2. Talk to your priest. Both your Anglican priest and if you have an Orthodox parish you are inquiring into, your Orthodox priest also.
3. Talk to your doctor. The NHS is making a major push to help all people with depression, and there is no stigma or incovenience; if you actually have any kind of clinical depression there are a vast array of treatment options available at no cost on the NHS. And Orthodoxy embraces mental health; there are many famous Orthodox psychiatrists.
4. With the guidance of your priest, take up the Jesus Prayer. You don't have to go all put with a prayer rope or other accessories; I myself have these but primarily say the prayer mentally without their aid. It does help.
5. I mentioned the Psalms. You might enjoy reading them. Are you participating in the joint reading of the Psalms with Liza? If you don't want to commit to reading the whole Psalter, which you ight not want to do as it is formidable and you don't want to risk burdening yourself with any unwarranted feelings of regret, just read some Psalms recreationally and enjoy reading and praying the Psalter as long as you want.
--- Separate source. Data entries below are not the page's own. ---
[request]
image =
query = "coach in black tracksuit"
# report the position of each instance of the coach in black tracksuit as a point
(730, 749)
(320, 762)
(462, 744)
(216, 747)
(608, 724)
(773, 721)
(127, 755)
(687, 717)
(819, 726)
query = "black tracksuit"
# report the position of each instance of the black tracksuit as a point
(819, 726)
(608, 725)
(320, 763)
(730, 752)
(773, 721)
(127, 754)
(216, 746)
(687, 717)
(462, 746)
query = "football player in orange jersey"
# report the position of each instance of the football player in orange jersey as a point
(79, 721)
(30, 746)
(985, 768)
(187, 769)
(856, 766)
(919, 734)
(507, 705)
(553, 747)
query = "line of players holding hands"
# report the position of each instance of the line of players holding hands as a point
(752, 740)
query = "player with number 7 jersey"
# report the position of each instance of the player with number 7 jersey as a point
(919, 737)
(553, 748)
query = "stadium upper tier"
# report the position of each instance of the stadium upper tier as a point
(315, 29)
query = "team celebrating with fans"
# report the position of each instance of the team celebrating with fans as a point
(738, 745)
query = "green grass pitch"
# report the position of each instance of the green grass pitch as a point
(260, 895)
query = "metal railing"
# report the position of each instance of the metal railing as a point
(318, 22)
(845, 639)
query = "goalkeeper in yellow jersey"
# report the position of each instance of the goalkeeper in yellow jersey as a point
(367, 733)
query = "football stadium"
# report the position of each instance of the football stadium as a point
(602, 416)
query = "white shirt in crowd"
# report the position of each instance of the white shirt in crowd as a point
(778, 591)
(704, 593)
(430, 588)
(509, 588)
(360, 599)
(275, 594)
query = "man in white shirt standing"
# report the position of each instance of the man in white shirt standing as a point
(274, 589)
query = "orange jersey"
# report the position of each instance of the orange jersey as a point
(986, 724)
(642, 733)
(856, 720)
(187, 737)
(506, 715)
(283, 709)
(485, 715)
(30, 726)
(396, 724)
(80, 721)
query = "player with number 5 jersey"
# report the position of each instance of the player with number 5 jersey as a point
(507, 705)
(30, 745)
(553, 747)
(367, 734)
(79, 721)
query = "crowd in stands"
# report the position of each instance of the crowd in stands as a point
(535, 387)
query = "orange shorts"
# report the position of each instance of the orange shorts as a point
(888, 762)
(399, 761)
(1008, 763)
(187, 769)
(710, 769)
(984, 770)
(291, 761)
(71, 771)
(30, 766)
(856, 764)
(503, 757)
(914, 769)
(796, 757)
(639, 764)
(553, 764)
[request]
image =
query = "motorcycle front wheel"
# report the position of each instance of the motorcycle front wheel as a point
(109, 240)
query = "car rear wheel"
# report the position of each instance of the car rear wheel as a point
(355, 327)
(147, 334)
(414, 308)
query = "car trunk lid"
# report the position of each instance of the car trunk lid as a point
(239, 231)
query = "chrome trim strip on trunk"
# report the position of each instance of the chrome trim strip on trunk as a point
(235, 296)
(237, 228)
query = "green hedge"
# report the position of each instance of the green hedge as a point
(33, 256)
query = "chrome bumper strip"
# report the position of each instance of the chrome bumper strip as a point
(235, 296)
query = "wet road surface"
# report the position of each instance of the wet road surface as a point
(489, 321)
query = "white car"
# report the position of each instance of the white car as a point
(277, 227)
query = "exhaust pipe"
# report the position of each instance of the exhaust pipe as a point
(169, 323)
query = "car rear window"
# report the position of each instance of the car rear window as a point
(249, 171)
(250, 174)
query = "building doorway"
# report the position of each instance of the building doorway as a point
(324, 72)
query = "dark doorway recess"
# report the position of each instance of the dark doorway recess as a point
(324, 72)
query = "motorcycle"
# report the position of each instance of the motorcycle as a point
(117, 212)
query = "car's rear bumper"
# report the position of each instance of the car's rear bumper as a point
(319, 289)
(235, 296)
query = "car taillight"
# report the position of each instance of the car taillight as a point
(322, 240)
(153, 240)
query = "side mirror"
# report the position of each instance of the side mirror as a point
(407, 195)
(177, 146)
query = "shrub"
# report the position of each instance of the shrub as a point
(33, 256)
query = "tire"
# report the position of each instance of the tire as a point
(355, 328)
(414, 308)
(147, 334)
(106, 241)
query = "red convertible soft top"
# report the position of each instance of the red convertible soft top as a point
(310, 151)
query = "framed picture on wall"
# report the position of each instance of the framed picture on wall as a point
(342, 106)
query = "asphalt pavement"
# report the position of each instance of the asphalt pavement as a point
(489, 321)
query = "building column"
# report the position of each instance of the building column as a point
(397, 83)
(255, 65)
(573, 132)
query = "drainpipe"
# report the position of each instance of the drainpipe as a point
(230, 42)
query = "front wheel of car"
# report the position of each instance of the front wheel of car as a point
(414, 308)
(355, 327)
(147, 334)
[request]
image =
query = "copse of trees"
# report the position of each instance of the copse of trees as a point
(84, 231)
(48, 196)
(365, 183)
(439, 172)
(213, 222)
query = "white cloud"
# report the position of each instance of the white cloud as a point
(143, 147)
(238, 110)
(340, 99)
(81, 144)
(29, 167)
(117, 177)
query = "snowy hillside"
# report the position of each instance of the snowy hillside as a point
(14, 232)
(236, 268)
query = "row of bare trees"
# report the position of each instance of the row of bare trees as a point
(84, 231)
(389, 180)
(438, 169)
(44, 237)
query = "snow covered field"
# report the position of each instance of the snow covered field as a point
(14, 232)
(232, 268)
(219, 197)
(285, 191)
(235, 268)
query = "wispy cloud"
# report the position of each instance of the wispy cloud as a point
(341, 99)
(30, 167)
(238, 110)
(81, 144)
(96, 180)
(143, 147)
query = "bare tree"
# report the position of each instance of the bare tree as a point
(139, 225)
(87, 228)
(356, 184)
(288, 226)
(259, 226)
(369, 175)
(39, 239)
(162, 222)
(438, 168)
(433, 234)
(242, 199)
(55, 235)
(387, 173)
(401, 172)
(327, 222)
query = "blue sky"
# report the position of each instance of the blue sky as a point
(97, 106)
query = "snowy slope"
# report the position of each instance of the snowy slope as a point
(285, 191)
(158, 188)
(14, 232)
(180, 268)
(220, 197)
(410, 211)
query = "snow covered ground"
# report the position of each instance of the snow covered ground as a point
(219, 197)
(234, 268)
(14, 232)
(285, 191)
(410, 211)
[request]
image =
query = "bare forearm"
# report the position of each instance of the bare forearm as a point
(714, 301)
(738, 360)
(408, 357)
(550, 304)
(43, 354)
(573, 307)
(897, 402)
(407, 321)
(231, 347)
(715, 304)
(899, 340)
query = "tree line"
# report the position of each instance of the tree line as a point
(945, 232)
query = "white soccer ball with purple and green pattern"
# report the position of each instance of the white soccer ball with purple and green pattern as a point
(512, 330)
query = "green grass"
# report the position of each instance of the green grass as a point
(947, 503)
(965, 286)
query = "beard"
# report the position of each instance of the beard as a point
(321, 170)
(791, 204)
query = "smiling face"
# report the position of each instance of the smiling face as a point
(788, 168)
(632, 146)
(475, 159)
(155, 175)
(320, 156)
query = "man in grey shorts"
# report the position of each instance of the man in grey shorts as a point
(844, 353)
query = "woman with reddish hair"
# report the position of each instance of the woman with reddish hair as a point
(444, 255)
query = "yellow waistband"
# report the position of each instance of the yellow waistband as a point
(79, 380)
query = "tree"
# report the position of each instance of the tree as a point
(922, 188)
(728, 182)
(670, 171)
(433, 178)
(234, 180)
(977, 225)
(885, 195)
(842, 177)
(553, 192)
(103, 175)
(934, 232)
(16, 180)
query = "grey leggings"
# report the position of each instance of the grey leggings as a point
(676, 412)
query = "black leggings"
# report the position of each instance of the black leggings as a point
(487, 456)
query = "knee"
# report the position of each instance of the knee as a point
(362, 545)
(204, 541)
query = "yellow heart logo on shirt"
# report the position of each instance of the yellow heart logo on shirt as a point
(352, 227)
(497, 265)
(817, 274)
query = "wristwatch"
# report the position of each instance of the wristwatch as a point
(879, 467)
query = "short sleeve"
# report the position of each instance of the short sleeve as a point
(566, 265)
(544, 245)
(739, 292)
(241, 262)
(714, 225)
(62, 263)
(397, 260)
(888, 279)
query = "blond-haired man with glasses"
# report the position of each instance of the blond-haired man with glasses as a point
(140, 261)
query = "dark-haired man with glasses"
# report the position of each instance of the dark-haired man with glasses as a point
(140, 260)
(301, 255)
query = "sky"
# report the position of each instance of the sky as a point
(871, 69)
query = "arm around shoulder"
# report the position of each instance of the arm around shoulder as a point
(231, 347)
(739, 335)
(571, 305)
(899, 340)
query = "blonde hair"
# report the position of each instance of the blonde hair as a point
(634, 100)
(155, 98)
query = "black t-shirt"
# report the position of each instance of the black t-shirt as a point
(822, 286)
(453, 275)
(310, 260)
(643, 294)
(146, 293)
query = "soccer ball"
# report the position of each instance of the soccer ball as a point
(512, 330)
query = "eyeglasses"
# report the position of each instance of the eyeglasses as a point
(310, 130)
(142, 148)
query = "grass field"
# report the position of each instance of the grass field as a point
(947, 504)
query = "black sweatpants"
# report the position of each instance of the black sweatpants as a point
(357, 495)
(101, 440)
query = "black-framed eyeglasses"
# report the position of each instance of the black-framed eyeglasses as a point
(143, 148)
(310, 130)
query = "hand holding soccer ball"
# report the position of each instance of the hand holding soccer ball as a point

6. There are a number of other enjoyable Orthodox spiritual texts and Biblical passages. The epistle to the Ephesians and the Gospel of John, the Hymns of St. Ephrem on Paradise, the Liturgy of the Hours, and so on. I particularly like the collection of wisdom in the Amusing Stories collected by Mar Dionysius Bar Salibi of my Church; he calls these "amusing" and some are funny, but others are taken from the sayings of the Desert Fathers, from Greek philosophers, from Iranian wisemen, Jewish sages and so on. It is quite a fun book. Two books in the Old Testament inspire me greatly: Ezekiel, who has a vision at a time when all hope is lost of a figure who to the Christian reader is clearly our Lord leading worship in a mystical Third Temple, reminiscent in shape of a Christian cathedral, and a vision of a field of dead bones being reassembled into living bodies in the Resurrection. I also really very much enjoy Nehemiah, with its account of the restoration of Judaic Orthodoxy by St. Nehemiah the Prophet and St. Ezra the Priest, who along with St. Zadok and St. Aaron is one of several high priests od the Old Testament who remind me of our blessed Orthodox bishops who have been glorified as saints over the years. These are just some works that appeal to me, find something that appeals to you.
7. Tomorrow is Sunday: pick up a copy of the Sunday Telegraph. even if you aren't a Tory, and look at the Animal Pictures of the Week. Or view them at telegraph.co.uk. Nothing like some cute animals to cheer you up and remind you of the beauty of God's creation.
For that matter, actively pursuing other recreational interests of yours can also help and is recommended. In the UK. there are a lot pf fun things to do even if one is down in the country, so do them. Lent is a joyous fast of purification and happiness in the Spring as we prepare to celebrate the Resurrection, so enjoy it, and enjoy the magnificent weather the UK is being blessed with at the moment.